The book of Ruth opens on a bad note. The writer tells us, “In the days when the judges ruled there was a famine in the land, and a man of Bethlehem in Judah went to sojourn in the country of Moab.” (Ruth 1:1) There are two very important facts found in the opening verse. One it’s the time of the judges and two it opens in the Bethlehem.
The time of the judges was a period in Israel’s history of constant rebellion, destruction, repentance, salvation, and back to rebellion. That cycle played on repeat for about four hundred years. Our story opens in a time destruction. There’s a famine in the land. That is Israel is reaping the consequences of their sin.
It’s ironic that our story opens in the town Bethlehem. Bethlehem means house of bread. Now, for people living in this time bread was a sign of blessing. Bread meant that God (or the gods) had shown favor to you and your people. That rain and sunshine had worked in just the right amounts so that you had a harvest. So to live in a town called House of Bread meant you lived in a town God favored. But Ruth opens with a famine. A time when there was no bread.
This isn’t a good time to be in Israel. In fact, it’s a chaotic time to live in Israel. But this is the Israel that Elimelech finds himself and is faced with the question should I stay or should I go? The story continues, “The name of the man was Elimelech and the name of his wife Naomi, and the names of his two sons were Mahlon and Chilion… They went into the country of Moab and remained there.” (Ruth 1:2)

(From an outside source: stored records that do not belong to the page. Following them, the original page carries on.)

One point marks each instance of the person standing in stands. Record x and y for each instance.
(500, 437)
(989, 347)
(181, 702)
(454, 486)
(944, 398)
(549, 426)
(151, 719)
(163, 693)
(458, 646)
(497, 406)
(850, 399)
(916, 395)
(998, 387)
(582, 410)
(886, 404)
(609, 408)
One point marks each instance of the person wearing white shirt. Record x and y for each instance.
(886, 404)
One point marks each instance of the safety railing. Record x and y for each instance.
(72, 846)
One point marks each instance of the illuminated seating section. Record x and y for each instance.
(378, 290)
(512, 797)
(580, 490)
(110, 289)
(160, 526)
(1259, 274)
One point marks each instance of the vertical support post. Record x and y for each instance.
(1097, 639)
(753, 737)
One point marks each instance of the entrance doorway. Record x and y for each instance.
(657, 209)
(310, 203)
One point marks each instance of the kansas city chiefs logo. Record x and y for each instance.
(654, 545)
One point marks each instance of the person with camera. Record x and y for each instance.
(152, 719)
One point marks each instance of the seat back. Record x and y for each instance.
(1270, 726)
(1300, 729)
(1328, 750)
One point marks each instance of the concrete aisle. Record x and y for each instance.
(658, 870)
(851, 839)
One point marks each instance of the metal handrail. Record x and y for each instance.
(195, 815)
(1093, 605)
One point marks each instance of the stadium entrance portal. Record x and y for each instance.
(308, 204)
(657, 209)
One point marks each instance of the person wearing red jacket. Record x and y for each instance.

So Elimelech moves his family to Moab. This is huge. Remember Lot and Abraham? Lot left Abraham’s new tribe and went his own way and fathered his grandchild who was named Moab. The Moabites were everything Israel was not supposed to be. So when Elimelech pulls a Lot and leaves Abraham’s tribe it’s a big deal.
God Is King
The writer of Ruth has a brilliant literary mind. Notice what is going on here with the word play. Elimelech and his family live in the time of the judges. The conclusion at the end of the book of Judges (If you look chronologically, the story of Ruth would take place during the latter part of the book of Judges.) is that a king is needed to save Israel from this cycle they are stuck in and what is the name of the man who is leaving Israel for Moab? Elimelech. And Elimelech means God is King.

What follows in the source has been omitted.